Lo prova il fatto che dalle istituzioni europee arrivano ormai sistematicamente agli Stati membri pressioni indebite perché essi approvino leggi contrarie alla vita e alla famiglia, ossia contro i dettami della legge morale naturale, con cui l’Unione Europea ha tagliato i ponti. I cosiddetti “nuovi diritti” sono sostenuti dalla cultura dell’Unione europea, sono al centro di molte raccomandazioni del Parlamento europeo, sono difesi dalle Corti di giustizia europee sicché il cittadino che ad esse ricorre contro il proprio ordinamento giuridico statale in tema di diritto alla vita, per esempio, non trova adeguata difesa.

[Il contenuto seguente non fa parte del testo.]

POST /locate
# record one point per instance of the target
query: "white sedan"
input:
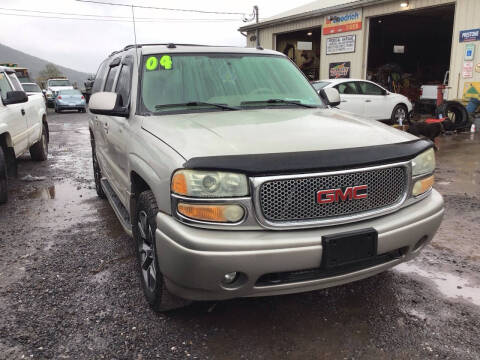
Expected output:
(369, 100)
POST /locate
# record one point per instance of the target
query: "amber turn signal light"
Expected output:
(212, 213)
(423, 185)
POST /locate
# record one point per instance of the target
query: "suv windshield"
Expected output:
(59, 83)
(219, 82)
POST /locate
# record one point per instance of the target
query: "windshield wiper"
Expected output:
(196, 103)
(278, 101)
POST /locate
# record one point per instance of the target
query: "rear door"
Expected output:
(350, 98)
(377, 104)
(14, 117)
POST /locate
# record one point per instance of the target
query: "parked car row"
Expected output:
(23, 126)
(369, 100)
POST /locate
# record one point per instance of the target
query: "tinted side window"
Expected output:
(101, 73)
(111, 78)
(369, 88)
(348, 88)
(16, 84)
(4, 86)
(124, 83)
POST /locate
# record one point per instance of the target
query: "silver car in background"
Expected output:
(70, 100)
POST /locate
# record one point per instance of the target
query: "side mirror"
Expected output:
(15, 97)
(331, 96)
(107, 103)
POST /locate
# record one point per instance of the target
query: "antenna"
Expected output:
(135, 35)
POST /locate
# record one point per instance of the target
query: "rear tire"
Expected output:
(39, 150)
(399, 112)
(3, 177)
(153, 284)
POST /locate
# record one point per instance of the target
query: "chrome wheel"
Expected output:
(147, 251)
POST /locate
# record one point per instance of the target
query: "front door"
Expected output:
(13, 118)
(350, 98)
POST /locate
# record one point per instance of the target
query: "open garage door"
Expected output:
(303, 47)
(410, 49)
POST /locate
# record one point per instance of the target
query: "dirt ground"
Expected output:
(69, 288)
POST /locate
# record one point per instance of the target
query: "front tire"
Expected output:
(153, 284)
(3, 177)
(399, 115)
(39, 150)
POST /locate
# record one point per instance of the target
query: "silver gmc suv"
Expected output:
(236, 179)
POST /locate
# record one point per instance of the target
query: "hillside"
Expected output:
(35, 64)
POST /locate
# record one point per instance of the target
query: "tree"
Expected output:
(49, 72)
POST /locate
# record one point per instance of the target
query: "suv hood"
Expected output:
(268, 131)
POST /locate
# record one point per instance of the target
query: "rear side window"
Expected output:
(348, 88)
(100, 77)
(124, 83)
(111, 78)
(4, 86)
(369, 88)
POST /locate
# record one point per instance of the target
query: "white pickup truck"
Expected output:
(23, 126)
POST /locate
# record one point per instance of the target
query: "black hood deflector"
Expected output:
(312, 161)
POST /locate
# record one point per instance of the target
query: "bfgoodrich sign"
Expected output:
(343, 22)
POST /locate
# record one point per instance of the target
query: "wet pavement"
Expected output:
(69, 286)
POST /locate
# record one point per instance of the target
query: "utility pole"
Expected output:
(255, 14)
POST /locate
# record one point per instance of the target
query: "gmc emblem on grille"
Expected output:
(335, 195)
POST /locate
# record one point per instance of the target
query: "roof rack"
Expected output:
(170, 45)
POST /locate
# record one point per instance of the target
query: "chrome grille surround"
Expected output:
(389, 187)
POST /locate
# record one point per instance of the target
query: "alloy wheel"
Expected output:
(147, 251)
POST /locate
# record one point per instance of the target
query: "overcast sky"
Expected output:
(82, 44)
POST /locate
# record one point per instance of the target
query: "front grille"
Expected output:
(295, 199)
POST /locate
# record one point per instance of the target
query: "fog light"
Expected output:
(422, 186)
(229, 278)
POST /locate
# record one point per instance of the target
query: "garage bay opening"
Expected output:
(411, 49)
(303, 47)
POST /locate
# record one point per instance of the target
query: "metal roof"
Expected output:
(313, 9)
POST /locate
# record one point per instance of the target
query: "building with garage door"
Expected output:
(400, 44)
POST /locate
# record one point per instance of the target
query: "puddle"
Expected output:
(450, 285)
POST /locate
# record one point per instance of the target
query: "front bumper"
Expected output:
(194, 261)
(71, 106)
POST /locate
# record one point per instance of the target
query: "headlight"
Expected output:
(209, 184)
(423, 166)
(424, 163)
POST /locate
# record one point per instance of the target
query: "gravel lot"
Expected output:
(69, 286)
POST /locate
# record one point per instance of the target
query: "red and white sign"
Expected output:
(343, 22)
(467, 69)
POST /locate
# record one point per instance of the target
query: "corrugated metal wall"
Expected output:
(467, 16)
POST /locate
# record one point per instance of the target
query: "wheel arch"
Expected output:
(45, 124)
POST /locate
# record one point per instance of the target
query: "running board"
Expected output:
(120, 210)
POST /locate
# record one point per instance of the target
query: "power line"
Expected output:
(120, 20)
(101, 16)
(161, 8)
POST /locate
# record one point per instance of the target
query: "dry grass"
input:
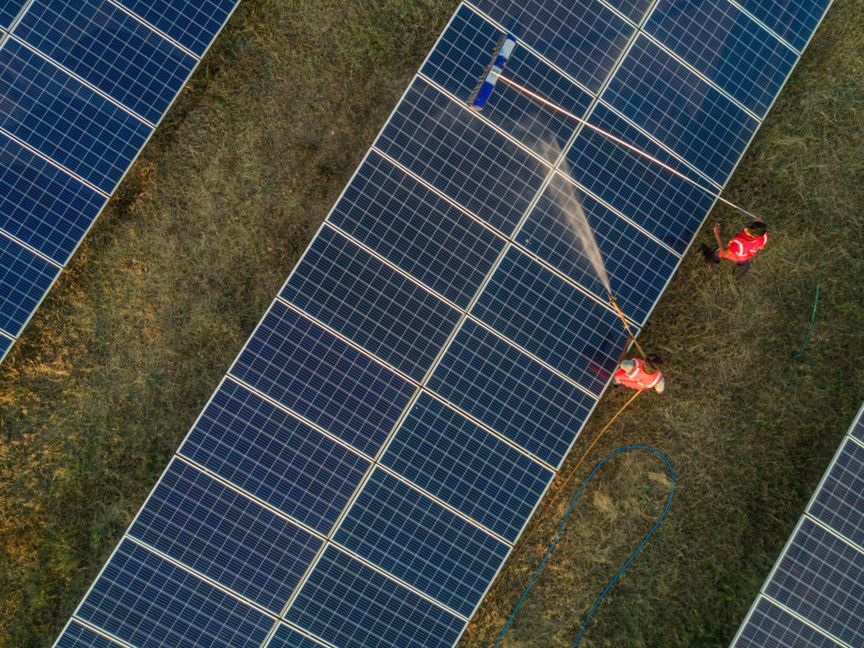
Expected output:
(121, 357)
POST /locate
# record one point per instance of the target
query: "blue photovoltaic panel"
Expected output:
(446, 145)
(352, 606)
(821, 577)
(8, 10)
(367, 301)
(226, 536)
(553, 320)
(665, 205)
(839, 503)
(65, 120)
(79, 636)
(583, 38)
(285, 637)
(322, 378)
(420, 542)
(109, 49)
(253, 444)
(727, 46)
(633, 9)
(24, 279)
(459, 60)
(858, 429)
(417, 230)
(511, 393)
(192, 23)
(41, 205)
(772, 627)
(638, 267)
(681, 110)
(793, 20)
(147, 601)
(467, 467)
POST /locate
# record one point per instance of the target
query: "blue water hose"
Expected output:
(563, 523)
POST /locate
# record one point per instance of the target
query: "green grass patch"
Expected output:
(120, 359)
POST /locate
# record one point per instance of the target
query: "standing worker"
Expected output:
(743, 246)
(639, 374)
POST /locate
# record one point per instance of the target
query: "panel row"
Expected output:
(82, 84)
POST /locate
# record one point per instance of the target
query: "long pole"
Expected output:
(618, 140)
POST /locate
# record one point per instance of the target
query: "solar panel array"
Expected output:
(814, 595)
(362, 472)
(82, 87)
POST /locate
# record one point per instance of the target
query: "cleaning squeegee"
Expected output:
(484, 88)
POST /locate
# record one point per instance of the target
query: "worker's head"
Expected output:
(653, 362)
(756, 228)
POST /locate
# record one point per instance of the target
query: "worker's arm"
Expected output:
(716, 230)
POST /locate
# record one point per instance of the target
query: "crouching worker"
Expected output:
(641, 374)
(741, 248)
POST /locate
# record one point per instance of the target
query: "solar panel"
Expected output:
(390, 426)
(82, 85)
(815, 592)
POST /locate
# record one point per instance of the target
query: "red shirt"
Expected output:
(744, 247)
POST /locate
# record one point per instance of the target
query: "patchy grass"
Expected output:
(750, 418)
(123, 354)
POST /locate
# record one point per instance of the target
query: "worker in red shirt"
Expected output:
(741, 248)
(641, 374)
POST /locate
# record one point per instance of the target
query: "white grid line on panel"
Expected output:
(152, 28)
(804, 620)
(59, 167)
(767, 28)
(95, 629)
(533, 51)
(553, 168)
(30, 248)
(84, 82)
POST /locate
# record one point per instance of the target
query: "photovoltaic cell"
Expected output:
(192, 23)
(285, 637)
(511, 393)
(821, 577)
(24, 279)
(147, 601)
(681, 110)
(253, 444)
(348, 289)
(582, 38)
(79, 636)
(417, 230)
(727, 46)
(552, 320)
(8, 10)
(467, 467)
(665, 205)
(633, 9)
(839, 503)
(793, 21)
(459, 60)
(638, 267)
(454, 151)
(64, 119)
(226, 536)
(322, 378)
(420, 542)
(353, 606)
(41, 205)
(109, 49)
(772, 627)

Nella fase propedeutica all’ammissione all’Unione, agli Stati richiedenti viene posta la condizione di attuare una legislazione sui nuovi diritti, in assenza della quale lo Stato darebbe prova di discriminazione.

L’opposizione al diritto naturale

Su questo tema dei diritti umani c’è nell’Unione una lotta trasversale sia all’interno dei singoli Stati sia tra Stati. Su questo terreno i Paesi dell’Unione sono molto divisi, tra loro e al loro interno. Le organizzazioni della società civile che difendono il diritto alla vita e la famiglia tra uomo e donna si contrappongono ai gruppi progressisti che invece vogliono estendere i nuovi diritti all’autodeterminazione individuale al di là di ogni regola morale e giuridica. Le istituzioni europee solitamente stanno dalla parte di questi ultimi, ma non riescono ad evitare il conflitto sociale e politico su questi temi. E la parte che difende il diritto naturale sente che le istituzioni europee le sono nemiche, aumentando così la disaffezione nei loro confronti.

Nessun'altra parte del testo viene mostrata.